1. hive import --connect jdbc:mysql://dbhost/db --table LOGIN --terminated-by ',' --hive-import
2. hive import --connect jdbc:mysql://dbhost/db --table LOGIN --fields-terminated-by ',' --hive-import
3. Access Mostly Uused Products by 50000+ Subscribers
4. sqoop import --connect jdbc:mysql://dbhost/db --table LOGIN --fields-terminated-by ',' --hive-import
Ans : 4
Exp : Sqoop import to a Hive table requires the import option followed by the --table option to specify the database table name and the --hive-import option. If --hive-table is not specified, the Hive table will have the same name as the imported database table. If --hive-overwrite is specified, the Hive table will be overwritten if it exists. If the --fields-terminated-by option is set, it controls the character used to separate the fields in the Hive table's data files.

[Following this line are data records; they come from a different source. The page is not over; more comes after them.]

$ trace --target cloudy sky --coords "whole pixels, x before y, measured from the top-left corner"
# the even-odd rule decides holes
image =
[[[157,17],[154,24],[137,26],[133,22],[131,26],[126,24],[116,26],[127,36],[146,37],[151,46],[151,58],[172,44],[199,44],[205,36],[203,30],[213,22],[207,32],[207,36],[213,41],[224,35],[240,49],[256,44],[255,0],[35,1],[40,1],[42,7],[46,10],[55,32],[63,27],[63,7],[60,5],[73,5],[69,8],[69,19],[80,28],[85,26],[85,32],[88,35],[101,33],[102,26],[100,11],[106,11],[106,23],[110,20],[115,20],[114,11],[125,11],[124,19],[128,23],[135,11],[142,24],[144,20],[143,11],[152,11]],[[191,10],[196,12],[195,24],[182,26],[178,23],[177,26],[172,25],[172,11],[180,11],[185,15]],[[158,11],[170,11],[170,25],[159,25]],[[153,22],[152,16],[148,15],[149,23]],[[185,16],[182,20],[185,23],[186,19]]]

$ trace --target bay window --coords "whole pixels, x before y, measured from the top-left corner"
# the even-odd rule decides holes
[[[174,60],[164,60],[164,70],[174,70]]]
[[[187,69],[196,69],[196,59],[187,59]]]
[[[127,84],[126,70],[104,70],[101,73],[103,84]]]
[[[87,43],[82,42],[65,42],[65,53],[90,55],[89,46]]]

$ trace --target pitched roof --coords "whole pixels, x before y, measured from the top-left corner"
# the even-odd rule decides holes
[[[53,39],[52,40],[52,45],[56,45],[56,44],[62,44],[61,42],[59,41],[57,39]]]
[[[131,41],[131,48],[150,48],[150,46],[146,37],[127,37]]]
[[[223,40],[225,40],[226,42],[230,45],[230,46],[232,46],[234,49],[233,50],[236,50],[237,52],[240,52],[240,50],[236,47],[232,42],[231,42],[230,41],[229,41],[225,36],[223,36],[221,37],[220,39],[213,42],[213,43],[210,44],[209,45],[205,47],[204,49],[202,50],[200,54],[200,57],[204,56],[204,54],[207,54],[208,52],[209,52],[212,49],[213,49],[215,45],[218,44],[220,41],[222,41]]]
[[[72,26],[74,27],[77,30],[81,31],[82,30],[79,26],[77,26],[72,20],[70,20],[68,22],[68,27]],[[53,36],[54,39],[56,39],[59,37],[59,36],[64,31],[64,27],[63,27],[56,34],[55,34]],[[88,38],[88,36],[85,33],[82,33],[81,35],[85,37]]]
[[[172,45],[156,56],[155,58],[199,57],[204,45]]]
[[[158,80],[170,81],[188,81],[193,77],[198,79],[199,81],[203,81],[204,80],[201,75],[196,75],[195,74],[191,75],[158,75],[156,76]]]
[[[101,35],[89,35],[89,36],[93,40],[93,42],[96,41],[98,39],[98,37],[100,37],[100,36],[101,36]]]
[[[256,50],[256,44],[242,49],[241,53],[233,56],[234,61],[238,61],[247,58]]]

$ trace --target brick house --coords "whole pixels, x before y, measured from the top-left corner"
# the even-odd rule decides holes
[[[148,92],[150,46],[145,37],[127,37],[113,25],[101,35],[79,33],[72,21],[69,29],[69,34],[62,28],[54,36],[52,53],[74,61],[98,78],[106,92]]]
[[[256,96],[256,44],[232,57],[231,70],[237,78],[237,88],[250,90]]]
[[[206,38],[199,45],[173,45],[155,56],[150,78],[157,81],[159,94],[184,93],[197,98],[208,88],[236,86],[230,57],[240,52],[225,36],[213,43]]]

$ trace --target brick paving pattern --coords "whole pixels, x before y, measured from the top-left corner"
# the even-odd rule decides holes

Watch Hadoop Professional training Module : 22 by www.HadoopExam.com
http://hadoopexam.com/index.html/#hadoop-training

Question : Which two daemons typically run on each slave node in a Hadoop cluster running MapReduce v (MRv) on YARN?

1. TaskTracker

2. Secondary NameNode

3. NodeManager

4. DataNode

5. ZooKeeper

6. JobTracker

7. NameNode

8. JournalNode

1. 1,2
2. 2,3
3. Access Mostly Uused Products by 50000+ Subscribers
4. 5,6
4. 7,8

Correct Answer : Get Lastest Questions and Answer :

Explanation: Each slave node in a cluster configured to run MapReduce v2 (MRv2) on YARN typically runs a DataNode daemon (for HDFS functions) and NodeManager daemon (for YARN functions). The NodeManager handles communication with the ResourceManager, oversees application container lifecycles, monitors CPU and memory resource use of the containers, tracks the node health, and handles log management. It also makes available a number of auxiliary services to YARN applications.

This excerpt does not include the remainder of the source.